The minister upon being appointed did receive an unpleasant welcoming gift -a budget cut
New agriculture ministers must get a feeling of self-importance, if the endless parade of lobby groups to their door is any indication. It’s almost a ritual with competing groups wanting to get to the new minister first in the hope to sway his views on any particular subject.
In the meantime senior ag department staff are busily piling policy positions on the new minister’s desk to make sure he doesn’t stray too far from the path with any new ideas of his own. Heaven forbid if he has any ideas of reversing previous decisions, no matter how ill-conceived. “Never admit to any mistakes” is a mantra with government politicians and senior bureaucrats.
Your humble editor was granted an audience with new Agriculture Minister Jack Hayden recently, a get-acquainted session so to speak. From our discussions I got the impression that he was prepared to review past contentious issues. That would be a wise approach considering the dismal standing of his political party in the countryside. Hayden seems determined to deal with the national cattle checkoff concern, which was inadvertently wiped out by Bill 43, an unprecedented bureaucratic political blunder.

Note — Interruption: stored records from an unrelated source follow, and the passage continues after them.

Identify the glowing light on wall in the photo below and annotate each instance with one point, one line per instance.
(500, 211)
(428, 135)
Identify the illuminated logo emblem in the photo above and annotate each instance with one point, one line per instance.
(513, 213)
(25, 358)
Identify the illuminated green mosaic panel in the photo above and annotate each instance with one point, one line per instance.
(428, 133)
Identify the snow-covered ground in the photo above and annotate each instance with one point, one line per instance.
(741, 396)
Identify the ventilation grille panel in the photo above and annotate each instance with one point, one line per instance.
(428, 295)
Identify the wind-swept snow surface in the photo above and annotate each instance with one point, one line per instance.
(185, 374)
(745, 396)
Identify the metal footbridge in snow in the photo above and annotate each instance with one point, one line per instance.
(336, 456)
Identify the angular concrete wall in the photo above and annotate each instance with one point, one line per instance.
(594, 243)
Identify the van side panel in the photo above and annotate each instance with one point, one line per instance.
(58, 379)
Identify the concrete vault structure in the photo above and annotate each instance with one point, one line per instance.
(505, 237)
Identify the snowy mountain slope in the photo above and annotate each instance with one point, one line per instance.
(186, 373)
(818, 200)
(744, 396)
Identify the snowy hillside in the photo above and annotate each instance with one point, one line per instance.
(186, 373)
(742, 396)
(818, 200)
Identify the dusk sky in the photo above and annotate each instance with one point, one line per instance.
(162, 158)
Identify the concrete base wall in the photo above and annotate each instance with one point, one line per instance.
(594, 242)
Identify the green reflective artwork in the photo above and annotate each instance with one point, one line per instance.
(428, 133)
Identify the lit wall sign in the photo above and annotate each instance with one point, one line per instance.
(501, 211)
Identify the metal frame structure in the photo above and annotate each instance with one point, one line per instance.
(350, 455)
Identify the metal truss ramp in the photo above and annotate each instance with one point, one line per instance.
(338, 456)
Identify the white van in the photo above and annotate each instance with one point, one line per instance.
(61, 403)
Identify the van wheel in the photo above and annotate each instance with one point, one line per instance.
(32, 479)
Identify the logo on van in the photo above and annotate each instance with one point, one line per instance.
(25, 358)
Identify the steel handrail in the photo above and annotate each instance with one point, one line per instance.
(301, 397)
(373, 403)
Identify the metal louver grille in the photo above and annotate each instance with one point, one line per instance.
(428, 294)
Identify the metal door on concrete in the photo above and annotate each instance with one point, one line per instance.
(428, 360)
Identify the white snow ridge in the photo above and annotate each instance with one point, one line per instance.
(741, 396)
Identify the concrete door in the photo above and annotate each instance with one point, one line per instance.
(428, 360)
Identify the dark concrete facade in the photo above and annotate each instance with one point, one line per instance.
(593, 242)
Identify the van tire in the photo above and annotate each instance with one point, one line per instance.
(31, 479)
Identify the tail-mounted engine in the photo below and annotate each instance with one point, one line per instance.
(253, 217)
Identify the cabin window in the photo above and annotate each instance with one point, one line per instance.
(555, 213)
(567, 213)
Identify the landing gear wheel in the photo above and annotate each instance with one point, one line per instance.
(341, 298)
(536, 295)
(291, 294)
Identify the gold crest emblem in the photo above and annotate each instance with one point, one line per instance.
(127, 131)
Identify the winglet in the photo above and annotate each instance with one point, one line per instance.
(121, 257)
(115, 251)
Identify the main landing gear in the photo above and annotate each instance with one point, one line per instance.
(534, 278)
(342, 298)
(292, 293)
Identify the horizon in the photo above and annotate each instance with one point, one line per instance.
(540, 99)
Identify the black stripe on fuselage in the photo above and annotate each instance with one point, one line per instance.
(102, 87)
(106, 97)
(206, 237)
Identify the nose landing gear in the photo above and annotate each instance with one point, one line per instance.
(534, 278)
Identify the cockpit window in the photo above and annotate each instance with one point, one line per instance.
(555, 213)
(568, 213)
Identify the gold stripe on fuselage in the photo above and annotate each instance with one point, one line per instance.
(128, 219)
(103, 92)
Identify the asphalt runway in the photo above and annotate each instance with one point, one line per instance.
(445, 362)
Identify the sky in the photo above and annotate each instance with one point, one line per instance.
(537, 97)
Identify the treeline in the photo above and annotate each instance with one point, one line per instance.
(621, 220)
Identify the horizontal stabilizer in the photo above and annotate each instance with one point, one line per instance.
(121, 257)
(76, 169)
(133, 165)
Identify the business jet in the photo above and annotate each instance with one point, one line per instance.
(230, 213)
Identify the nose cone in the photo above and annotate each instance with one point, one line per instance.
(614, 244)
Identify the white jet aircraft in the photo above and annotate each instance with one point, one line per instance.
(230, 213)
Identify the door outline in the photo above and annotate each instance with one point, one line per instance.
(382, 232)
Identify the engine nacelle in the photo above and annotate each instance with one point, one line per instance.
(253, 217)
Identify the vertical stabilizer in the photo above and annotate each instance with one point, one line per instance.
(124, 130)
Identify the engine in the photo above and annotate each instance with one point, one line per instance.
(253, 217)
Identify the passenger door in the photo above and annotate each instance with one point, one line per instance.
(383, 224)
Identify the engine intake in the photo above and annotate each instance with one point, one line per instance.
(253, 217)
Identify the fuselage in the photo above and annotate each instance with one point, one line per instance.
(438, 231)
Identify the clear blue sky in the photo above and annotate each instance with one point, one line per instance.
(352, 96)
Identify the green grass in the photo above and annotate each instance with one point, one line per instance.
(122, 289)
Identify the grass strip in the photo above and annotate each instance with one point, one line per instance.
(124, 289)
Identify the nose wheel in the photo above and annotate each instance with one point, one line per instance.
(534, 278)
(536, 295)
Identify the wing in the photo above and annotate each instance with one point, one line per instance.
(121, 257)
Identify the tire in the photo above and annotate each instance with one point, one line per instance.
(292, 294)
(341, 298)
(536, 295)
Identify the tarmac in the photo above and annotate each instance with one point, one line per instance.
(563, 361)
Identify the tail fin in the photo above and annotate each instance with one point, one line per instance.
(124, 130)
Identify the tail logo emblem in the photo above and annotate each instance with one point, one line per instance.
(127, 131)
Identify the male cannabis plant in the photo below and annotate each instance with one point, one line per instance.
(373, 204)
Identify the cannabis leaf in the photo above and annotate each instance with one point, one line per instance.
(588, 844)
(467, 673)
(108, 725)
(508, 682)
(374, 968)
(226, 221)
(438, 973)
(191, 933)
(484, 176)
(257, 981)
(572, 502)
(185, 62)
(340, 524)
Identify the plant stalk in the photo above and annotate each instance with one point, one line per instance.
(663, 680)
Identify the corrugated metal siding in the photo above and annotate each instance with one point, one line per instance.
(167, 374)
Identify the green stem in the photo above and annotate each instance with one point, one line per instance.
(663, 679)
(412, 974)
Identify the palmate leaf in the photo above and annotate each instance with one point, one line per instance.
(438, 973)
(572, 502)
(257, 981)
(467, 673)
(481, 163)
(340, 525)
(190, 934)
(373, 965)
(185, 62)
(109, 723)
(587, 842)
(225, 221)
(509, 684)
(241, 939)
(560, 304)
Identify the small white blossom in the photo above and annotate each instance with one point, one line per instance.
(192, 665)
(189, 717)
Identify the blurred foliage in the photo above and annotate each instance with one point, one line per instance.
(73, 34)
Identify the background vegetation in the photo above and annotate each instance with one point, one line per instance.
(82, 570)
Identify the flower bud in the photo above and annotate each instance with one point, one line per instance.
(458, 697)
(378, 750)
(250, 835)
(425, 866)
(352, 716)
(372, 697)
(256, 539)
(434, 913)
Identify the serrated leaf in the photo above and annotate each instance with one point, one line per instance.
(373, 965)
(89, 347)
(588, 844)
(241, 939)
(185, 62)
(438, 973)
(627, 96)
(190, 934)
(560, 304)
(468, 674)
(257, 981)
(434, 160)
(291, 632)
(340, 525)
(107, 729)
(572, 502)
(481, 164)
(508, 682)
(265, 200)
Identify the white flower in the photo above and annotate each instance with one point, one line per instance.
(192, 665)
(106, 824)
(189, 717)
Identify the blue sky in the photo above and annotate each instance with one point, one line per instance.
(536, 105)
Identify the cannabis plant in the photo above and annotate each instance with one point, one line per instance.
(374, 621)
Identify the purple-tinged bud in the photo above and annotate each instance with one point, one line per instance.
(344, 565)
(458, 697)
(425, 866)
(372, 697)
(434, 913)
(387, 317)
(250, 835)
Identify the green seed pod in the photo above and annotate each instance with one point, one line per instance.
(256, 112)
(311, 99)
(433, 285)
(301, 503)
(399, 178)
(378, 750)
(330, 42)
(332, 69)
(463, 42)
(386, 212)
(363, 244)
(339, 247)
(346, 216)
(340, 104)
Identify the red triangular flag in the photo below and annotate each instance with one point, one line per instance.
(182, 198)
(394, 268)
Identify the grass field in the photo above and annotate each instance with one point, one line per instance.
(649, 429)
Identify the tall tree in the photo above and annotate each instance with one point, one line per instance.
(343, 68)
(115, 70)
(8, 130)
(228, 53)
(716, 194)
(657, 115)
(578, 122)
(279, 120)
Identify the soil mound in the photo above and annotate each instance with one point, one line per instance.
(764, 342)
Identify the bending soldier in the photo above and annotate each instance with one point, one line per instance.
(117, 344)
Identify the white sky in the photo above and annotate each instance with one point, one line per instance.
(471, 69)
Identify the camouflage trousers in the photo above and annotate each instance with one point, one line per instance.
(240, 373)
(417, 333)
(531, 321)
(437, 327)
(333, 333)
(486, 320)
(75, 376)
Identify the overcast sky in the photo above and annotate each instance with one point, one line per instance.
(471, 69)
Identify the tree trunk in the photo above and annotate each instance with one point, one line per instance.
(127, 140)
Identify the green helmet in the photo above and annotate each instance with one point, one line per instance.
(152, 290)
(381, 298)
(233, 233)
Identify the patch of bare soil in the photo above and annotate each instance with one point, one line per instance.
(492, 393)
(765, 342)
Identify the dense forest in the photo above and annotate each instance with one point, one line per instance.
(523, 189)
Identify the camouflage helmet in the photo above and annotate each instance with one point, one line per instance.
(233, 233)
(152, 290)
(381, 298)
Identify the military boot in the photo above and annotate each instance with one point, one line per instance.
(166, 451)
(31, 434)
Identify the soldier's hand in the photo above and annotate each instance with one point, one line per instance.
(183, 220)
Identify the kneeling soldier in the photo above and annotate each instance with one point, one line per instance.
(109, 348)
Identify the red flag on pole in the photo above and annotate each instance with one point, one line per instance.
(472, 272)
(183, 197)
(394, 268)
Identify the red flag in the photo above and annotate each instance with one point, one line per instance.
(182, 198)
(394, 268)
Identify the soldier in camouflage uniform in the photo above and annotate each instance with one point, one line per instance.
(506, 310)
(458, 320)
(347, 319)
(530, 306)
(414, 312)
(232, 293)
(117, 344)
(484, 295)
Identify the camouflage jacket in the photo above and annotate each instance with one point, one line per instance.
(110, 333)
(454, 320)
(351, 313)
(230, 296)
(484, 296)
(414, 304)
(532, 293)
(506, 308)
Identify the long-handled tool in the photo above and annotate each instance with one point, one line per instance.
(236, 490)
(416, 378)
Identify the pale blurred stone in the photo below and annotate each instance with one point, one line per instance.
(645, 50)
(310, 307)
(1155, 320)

I would not be surprised to see the $1 per head mandatory non-refundable national cattle checkoff restored very soon. The minister noted that Alberta would be the only province out of step with the rest of the country if it did not restore the national checkoff on Alberta cattle sales. No doubt hard-line cattle feeders will be outraged when this occurs, having tasted victory with the $4 million checkoff gift from the previous minister. ABP supporters will probably feel partially vindicated. At least this minister can count votes. Sticking it to a few hundred cattle feeders looks a lot better to 20,000-plus cow-calf producers.
The new minister upon being appointed did receive an unpleasant welcoming gift – a budget cut. It seems to hover around $300 million or about four per cent. Various
programs were tinkered with and there is an assumption that if next year is a normal year with no market or weather calamities there would be no additional financial support needed from the department. Deputies will no doubt also be shifting employees to agencies and secondments to make it look like the cutbacks are real.
One controversial agency that dodged the cutback axe was the Alberta Meat and Livestock Agency (ALMA). Its budget was maintained, but then it was on a spending spree over the last year. The minister stated that he is giving the agency another year to prove itself before he will review its future. Cynical ag industry observers noted that ALMA’s future probably became a whole lot more secure when the Wildrose Alliance party stated that this would be one agency it would terminate to save taxpayer money. In the political theatre, entrenched governments would never do what their political opponents are suggesting they do, in this case that would be admitting to a mistake. Instead, I see ALMA expanding as the ag department will want to bury more employees in that agency, along with the Alberta Grains Council, Marketing Council and a host of other hideouts.
The new minister seems to share the perspective that the cattle industry needs to become more unified to save itself, a fantasy that none of us will live long enough to see happen, particularly after all the acrimony the previous minister created when he took sides.
The new minister will be under pressure to make some dramatic decisions to improve the image of the government in the countryside. But that will depend on the next voter poll. If that is more favourable to the government, and cattle and hog prices recover significantly this fall as expected, government rural politicians are sure to fall back into complacency, feeling fairly secure with their divine right to rule.